Мартынов перестал смеяться:
– Неужели?
– Да. Еще тогда, до моего ареста.
– Она в больнице, Женя, – сказал Мартынов, глядя на меня внимательно и с состраданием, как мне показалось. – Попала туда в день гибели своего мужа.
– А в чем дело? – осведомился я, похолодев, потому что видел лицо Мартынова и уже понял, что ничего хорошего он мне не скажет.

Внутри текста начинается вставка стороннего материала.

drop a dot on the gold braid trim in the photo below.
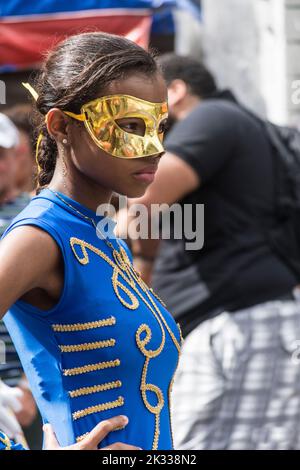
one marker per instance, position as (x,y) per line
(5,440)
(171,385)
(84,326)
(91,367)
(122,267)
(87,346)
(95,388)
(95,409)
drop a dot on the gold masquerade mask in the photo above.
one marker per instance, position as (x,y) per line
(103,117)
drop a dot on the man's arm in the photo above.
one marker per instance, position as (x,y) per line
(174,179)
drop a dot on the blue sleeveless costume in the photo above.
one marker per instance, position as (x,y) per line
(108,347)
(8,444)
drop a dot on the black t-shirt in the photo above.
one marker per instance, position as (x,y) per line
(235,268)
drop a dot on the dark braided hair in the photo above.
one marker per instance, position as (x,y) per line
(75,72)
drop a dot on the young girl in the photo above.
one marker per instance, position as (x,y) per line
(94,340)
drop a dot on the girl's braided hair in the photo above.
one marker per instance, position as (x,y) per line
(75,72)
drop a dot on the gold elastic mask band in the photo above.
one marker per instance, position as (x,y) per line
(103,116)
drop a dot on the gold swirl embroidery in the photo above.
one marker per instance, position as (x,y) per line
(147,387)
(80,438)
(118,285)
(5,440)
(91,367)
(95,409)
(87,346)
(122,267)
(95,388)
(158,298)
(62,328)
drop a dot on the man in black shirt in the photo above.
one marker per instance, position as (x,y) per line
(235,296)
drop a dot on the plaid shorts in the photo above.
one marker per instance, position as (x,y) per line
(238,381)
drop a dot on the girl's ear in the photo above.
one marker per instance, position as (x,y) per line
(57,123)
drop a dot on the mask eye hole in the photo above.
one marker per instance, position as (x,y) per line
(132,125)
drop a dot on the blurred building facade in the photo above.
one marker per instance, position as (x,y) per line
(253,47)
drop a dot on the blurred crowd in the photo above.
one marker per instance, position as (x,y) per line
(236,300)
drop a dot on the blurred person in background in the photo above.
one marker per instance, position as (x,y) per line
(13,385)
(21,116)
(236,300)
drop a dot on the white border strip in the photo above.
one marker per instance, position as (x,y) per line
(76,14)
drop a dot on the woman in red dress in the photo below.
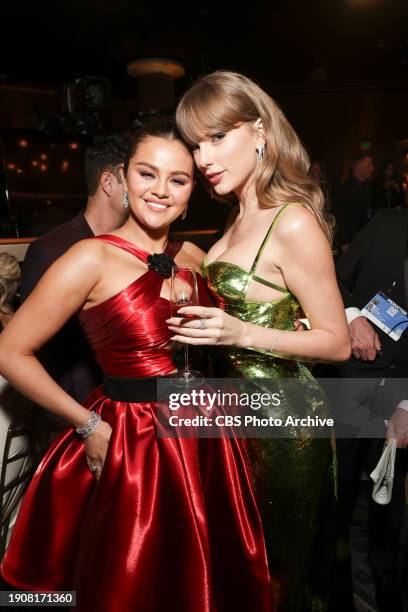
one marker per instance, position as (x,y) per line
(130,521)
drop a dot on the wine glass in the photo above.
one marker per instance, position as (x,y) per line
(184,292)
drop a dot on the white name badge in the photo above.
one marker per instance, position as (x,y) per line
(386,315)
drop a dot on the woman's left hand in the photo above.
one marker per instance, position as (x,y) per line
(212,326)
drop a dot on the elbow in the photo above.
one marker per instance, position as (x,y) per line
(343,350)
(7,359)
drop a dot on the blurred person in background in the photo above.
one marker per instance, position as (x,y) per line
(67,356)
(10,276)
(389,190)
(353,200)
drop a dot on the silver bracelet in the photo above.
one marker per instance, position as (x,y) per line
(86,430)
(274,347)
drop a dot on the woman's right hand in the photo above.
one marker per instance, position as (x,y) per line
(96,447)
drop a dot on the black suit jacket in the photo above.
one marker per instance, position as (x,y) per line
(372,263)
(67,356)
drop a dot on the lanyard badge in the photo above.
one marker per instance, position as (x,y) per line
(387,315)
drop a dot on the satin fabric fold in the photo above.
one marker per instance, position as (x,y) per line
(172,523)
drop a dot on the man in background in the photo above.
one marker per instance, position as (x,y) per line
(353,200)
(67,357)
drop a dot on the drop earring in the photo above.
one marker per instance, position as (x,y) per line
(260,153)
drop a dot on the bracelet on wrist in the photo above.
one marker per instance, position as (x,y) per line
(275,345)
(86,430)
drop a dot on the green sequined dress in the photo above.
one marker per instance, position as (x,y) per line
(293,478)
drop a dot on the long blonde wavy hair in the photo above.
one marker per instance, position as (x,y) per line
(221,100)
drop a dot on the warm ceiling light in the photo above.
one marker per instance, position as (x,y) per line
(155,65)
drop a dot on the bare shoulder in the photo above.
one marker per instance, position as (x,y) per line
(192,252)
(86,255)
(296,224)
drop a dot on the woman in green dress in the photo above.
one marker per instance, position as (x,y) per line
(273,261)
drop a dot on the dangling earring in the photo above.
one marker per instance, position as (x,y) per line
(260,153)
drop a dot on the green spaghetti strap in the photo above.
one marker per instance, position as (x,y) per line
(263,281)
(265,240)
(251,275)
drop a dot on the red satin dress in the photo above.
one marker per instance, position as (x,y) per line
(172,524)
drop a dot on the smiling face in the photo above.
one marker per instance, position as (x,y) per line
(228,159)
(159,181)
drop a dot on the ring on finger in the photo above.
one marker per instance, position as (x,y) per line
(203,323)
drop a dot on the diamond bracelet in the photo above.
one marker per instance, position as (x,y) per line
(86,430)
(275,346)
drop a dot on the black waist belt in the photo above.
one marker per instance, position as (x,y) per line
(131,389)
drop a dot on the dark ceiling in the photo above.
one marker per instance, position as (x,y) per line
(283,43)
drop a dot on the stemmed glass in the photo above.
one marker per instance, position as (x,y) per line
(184,292)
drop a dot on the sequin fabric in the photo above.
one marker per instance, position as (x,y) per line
(294,477)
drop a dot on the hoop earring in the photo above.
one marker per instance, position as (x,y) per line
(260,153)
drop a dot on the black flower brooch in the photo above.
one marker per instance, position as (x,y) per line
(160,263)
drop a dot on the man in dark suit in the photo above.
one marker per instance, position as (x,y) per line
(377,260)
(67,356)
(352,201)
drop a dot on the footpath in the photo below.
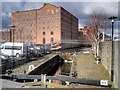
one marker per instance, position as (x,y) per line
(87,68)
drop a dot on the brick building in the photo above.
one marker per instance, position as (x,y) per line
(85,35)
(47,25)
(5,35)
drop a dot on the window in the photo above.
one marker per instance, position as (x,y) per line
(56,11)
(31,37)
(52,26)
(16,32)
(43,27)
(56,16)
(52,33)
(20,37)
(56,26)
(43,22)
(52,11)
(56,21)
(26,31)
(31,31)
(44,41)
(43,33)
(52,21)
(48,27)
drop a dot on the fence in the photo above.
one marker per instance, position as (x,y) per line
(106,52)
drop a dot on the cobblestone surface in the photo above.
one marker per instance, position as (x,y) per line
(87,68)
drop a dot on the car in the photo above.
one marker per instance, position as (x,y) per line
(6,62)
(14,49)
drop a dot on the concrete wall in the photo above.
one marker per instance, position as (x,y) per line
(117,65)
(106,53)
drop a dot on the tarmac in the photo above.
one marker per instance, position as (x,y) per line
(86,67)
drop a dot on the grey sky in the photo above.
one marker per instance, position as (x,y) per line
(80,9)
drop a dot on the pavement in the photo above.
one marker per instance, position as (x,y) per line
(20,69)
(87,68)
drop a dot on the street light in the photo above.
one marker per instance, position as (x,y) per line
(112,58)
(13,29)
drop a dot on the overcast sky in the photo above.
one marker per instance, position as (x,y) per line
(80,9)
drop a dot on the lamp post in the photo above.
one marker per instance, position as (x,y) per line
(112,58)
(13,29)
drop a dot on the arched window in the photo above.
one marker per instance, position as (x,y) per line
(43,33)
(52,33)
(44,41)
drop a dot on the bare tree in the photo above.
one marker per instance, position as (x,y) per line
(98,23)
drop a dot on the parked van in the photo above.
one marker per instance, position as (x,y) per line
(14,49)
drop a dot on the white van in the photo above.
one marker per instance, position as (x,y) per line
(14,49)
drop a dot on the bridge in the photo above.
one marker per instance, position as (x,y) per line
(103,83)
(37,67)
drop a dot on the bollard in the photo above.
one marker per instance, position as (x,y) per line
(67,83)
(35,80)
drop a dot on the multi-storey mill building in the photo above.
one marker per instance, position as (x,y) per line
(47,25)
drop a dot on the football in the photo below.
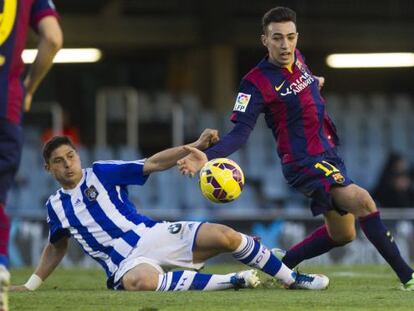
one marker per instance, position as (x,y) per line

– Она вскрыла себе вены. Пыталась покончить жизнь самоубийством.
* * *
Ольгина палата была заперта на ключ. Мой провожатый, немолодой уже доктор, долго возился с замком, прежде чем его открыл. В палате обнаружилась кровать, на которой лежала бледная лицом Ольга. Единственное окно было забрано решеткой, дополненной мелкоячеистой сеткой. Не больница, а тюрьма.
– Это все в интересах самих больных, – сказал за моей спиной доктор, чутко уловив мои мысли.
Я обернулся к нему. Он понял и сделал шаг назад, за порог, но дверь не прикрыл и остался стоять в проеме двери безмолвным стражем.
Ольга скосила глаза, но головы не повернула. В ее взгляде не угадывалось ничего. Я опустился на пол у ее изголовья. Теперь мы были рядом.
– Здравствуй, – сказал я.
Чуть дрогнули ресницы. Поздоровалась.
– Прости, я не мог прийти раньше.
Никакой реакции.
– Доктор сказал мне, что тебя скоро выпишут, – солгал я, выдавая желаемое за действительное.
И снова никакой реакции. Мне показалось, что Ольга не в себе.
– Теперь я буду приходить к тебе каждый день.
Ее руки были укрыты стареньким больничным одеялом. Я не видел запястья, по которому Ольга полоснула лезвием.
– Я тут тебе принес кое-что. Ты скажи, чего тебе хочется, я завтра привезу.
Она смотрела на меня и явно слышала все, что я ей говорил, но молчала, будто в результате всех неприятностей потеряла способность говорить. В палате было сумрачно и прохладно. Сильный запах лекарств. И этот Ольгин взгляд. Под ним мне стало холодно.
Доктор за моей спиной выразительно кашлянул. Я сделал вид, что не услышал его призыва обернуться.
– Тебя не ограничивают в рационе? – спросил я у Ольги. – Я мог бы принести фруктов.
Слабое движение уголком рта в ответ. Фрукты ее не интересуют.
– Может быть, какие-то соки, – не сдавался я. – Или шоколад. Ты хочешь шоколада?
Та же гримаса в ответ. Доктор в дверях снова кашлянул. Я обернулся. Доктор показал взглядом, что для первого раза достаточно.
И тут Ольга заговорила. Я даже вздрогнул от неожиданности, услышав ее голос – обычный, совсем не слабый, против ожидания.